P2-51 Microbial Consortia in Meat Processing Environment

Thursday, May 12, 2016
Megaron Athens International Conference Center
Valentina Alessandria, University of Turin-DISAFA, Turin, Italy
Kalliopi Rantsiou, University of Turin-DISAFA, Turin, Italy
Diego Toselli, Tecnogranda, Dronero, Italy
Maria Chiara Cavallero, Tecnogranda, Dronero, Italy
Simonetta Riva, Veterinary Food Safety, Salmour, Italy
Luca Cocolin, University of Turin-DISAFA, Turin, Italy
Introduction: Microbial contamination in food processing plants can play a fundamental role in food quality and safety. Spoilage organisms can be transferred from the environment to intermediates of production and may negatively affect the production process and the quality of the final products.

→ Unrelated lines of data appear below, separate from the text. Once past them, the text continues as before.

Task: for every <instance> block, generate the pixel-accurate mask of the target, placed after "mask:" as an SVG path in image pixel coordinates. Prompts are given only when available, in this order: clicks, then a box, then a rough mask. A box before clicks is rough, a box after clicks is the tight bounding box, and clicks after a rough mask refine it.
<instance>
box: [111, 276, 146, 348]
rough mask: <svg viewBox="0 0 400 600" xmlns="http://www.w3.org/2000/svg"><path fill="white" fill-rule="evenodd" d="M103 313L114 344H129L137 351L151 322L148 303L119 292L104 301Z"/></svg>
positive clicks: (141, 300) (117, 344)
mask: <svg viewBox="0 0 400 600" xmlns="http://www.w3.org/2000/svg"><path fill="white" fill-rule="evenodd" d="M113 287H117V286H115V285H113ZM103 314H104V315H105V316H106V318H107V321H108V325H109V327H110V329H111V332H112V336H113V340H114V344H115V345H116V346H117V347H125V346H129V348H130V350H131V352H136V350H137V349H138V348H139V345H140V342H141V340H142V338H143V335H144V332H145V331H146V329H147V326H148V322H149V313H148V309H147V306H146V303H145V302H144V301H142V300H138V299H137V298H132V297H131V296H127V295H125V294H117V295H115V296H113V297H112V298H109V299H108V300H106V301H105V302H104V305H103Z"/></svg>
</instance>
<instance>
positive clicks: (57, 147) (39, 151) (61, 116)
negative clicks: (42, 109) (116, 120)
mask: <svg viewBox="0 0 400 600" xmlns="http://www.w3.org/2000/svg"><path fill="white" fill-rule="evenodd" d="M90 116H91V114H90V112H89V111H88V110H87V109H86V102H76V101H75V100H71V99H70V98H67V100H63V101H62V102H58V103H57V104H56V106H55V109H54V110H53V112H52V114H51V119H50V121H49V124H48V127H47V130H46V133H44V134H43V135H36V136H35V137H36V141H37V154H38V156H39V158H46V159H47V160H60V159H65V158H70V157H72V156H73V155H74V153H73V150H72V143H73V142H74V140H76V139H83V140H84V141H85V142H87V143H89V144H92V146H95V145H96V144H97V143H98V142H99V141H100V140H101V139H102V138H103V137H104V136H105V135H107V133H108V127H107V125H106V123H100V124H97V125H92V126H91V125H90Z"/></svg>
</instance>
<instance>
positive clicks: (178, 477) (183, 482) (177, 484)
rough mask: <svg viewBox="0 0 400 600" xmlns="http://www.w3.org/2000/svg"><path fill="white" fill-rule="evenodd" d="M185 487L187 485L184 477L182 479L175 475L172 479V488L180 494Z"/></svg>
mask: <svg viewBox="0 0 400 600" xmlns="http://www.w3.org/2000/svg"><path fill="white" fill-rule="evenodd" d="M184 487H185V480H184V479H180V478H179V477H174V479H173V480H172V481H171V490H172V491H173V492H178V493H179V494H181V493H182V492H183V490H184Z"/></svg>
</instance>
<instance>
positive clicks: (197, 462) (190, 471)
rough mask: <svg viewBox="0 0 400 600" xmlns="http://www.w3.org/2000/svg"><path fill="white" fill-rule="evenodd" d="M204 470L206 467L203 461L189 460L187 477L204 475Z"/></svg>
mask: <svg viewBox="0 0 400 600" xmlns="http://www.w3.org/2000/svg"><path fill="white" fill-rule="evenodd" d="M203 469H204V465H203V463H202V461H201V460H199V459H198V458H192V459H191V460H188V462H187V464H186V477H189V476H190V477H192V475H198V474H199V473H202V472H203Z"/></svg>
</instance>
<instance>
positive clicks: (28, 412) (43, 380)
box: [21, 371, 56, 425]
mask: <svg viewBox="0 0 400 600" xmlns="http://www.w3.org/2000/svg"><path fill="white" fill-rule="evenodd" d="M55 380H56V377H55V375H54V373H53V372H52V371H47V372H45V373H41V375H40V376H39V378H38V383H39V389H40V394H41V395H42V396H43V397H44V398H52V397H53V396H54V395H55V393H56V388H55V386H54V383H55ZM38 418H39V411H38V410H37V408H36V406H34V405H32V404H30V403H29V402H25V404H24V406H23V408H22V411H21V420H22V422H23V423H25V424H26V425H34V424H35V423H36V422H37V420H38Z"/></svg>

Purpose: The purpose of this study was to characterize the type of microbiota in the environment of meat processing plants and gain insights regarding potential microbial contamination risks for the final products.

Methods: The microbiota of three different meat plants were studied by both traditional and molecular methods (PCR-DGGE) in two different periods.  Environmental samples from surfaces and tools were analyzed and the occurrence of pathogens (Listeria monocytogenes and Salmonella spp.) was also investigated.

Results: Different levels of contamination emerged between the three plants as well as between the two sampling periods. The pathogens investigated were detected in two of the three plants under analysis. Meat mixer, saw bones and conveyor belts resulted in the most commonly contaminated surfaces. DGGE analysis showed the coexistence of Staphylococcus sp. and spoilage-associated bacteria, including Pseudomonas and Acinetobacter, in the analyzed surfaces.

Significance: The description of the microbial consortia in the meat processing environment is important since it is a first step in understanding possible routes of product contamination. Furthermore it may contribute in the development of sanitation programs for effective pathogen removal.